FEMA eligió sus sitios primero por orden descendente de población estatal, comenzando con California, Texas, Florida y Nueva York, y trabajó con funcionarios estatales para identificar ubicaciones precisas. Para encontrar lugares donde se podría priorizar la equidad, la agencia utilizó el índice de vulnerabilidad social de los Centros para el Control y la Prevención de Enfermedades, una medida que clasifica la susceptibilidad a las desventajas de salud por condado.

Cuando el entonces gobernador de Nueva York, Andrew Cuomo, protestó por la decisión de instalar un sitio en el condado blanco rural de Chautauqua, una extensión escasamente poblada en el oeste de Nueva York, FEMA ajustó su proceso para tener en cuenta la vulnerabilidad social de los grupos de bloques censales. Nueva York terminó con seis centros de vacunación, incluidos lugares en el norte del estado en Yonkers, Albany, Buffalo y Rochester. En ese momento, Cuomo planeaba buscar la reelección, y los cuatro lugares eran más hospitalarios con su tipo de política demócrata que el condado de Chautauqua, fuertemente republicano.

En Albany, el 73,4 por ciento de las vacunas para las que se disponía de datos demográficos del paciente fueron para blancos no hispanos. En Buffalo, esa cifra fue del 63 por ciento y en Rochester fue del 61,7 por ciento.

Sin embargo, un puñado de mega sitios se destacó por su relativamente alto número y porcentaje de personas no blancas vacunadas. En Los Ángeles, donde se distribuyeron 322.570 dosis de vacuna, el 27,8 por ciento fue a los brazos de los blancos, un poco menos que el porcentaje de la ciudad del 28,5 por ciento. Ese sitio, ubicado en el campus de Cal State University en la ciudad, dio más disparos que cualquier otro CVC piloto.

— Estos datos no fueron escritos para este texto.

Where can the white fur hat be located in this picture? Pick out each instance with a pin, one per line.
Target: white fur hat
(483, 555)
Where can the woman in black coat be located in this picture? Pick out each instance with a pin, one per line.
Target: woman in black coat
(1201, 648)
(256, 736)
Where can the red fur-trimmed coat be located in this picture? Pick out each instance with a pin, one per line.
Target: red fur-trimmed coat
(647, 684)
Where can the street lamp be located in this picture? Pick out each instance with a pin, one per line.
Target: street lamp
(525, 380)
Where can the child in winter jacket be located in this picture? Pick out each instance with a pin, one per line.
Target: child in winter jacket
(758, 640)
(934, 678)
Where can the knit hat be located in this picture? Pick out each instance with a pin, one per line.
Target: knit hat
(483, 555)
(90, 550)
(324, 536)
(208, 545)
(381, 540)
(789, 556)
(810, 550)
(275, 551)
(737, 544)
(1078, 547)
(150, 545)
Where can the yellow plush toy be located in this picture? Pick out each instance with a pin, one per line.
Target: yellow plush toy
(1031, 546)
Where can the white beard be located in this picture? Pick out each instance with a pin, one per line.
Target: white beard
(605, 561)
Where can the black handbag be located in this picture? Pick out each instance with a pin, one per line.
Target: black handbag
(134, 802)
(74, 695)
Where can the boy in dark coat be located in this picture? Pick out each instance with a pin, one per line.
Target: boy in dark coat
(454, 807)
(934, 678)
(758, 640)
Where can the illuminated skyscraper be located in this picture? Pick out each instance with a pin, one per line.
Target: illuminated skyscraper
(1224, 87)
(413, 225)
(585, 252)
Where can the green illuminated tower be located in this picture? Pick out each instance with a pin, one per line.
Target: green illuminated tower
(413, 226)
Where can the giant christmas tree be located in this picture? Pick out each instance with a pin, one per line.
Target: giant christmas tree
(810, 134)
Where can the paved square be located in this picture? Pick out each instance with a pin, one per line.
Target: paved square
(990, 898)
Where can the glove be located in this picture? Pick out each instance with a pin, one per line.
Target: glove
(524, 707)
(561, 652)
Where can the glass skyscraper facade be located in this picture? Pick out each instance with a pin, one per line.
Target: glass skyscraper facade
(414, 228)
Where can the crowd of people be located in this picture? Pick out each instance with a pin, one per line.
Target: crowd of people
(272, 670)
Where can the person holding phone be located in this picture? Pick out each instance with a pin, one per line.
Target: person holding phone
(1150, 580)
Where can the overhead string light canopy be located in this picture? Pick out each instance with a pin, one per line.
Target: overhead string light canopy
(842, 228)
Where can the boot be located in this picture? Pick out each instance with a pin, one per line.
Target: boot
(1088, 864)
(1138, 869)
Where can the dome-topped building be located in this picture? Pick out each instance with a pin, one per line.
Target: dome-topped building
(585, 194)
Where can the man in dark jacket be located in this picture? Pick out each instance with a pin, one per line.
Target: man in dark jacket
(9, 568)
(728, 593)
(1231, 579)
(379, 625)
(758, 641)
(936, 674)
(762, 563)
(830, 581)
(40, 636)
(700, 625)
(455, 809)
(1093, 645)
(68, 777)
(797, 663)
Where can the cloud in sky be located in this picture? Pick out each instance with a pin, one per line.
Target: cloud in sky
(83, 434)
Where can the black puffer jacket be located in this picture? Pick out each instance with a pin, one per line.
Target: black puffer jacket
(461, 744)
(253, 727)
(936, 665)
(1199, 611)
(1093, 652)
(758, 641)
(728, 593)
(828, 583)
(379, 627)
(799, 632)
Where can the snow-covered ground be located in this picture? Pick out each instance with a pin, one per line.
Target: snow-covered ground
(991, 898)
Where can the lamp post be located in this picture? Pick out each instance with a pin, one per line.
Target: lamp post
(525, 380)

En el Centro de Bienestar y Eventos del Instituto de Tecnología de Nueva Jersey en Newark, solo el 16.8 por ciento de casi 286,000 vacunas se administraron a blancos, en comparación con una población de toda la ciudad que es 11 por ciento de blancos no hispanos.

El funcionario de FEMA dijo que la participación de la comunidad fue una consecuencia de tratar de averiguar cómo llegar a las poblaciones más vulnerables, y a las que tienen menos probabilidades de tener fácil acceso a las vacunas.

«Nuestro enfoque de todo el gobierno y de toda la comunidad logró resultados y sirvió como generador de mejores prácticas en todos los niveles», dijo Criswell. «En FEMA, estamos aprovechando esta experiencia para asegurarnos de que sigamos brindando nuestros programas y asistencia de manera equitativa».

También reconoció que su agencia puede hacer más para llegar a las comunidades desatendidas.

«Los problemas sistémicos requieren un cambio sistémico», dijo Criswell. «FEMA está comprometida a fortalecer la forma en que servimos a los sobrevivientes que enfrentan barreras únicas antes, durante y después de los desastres».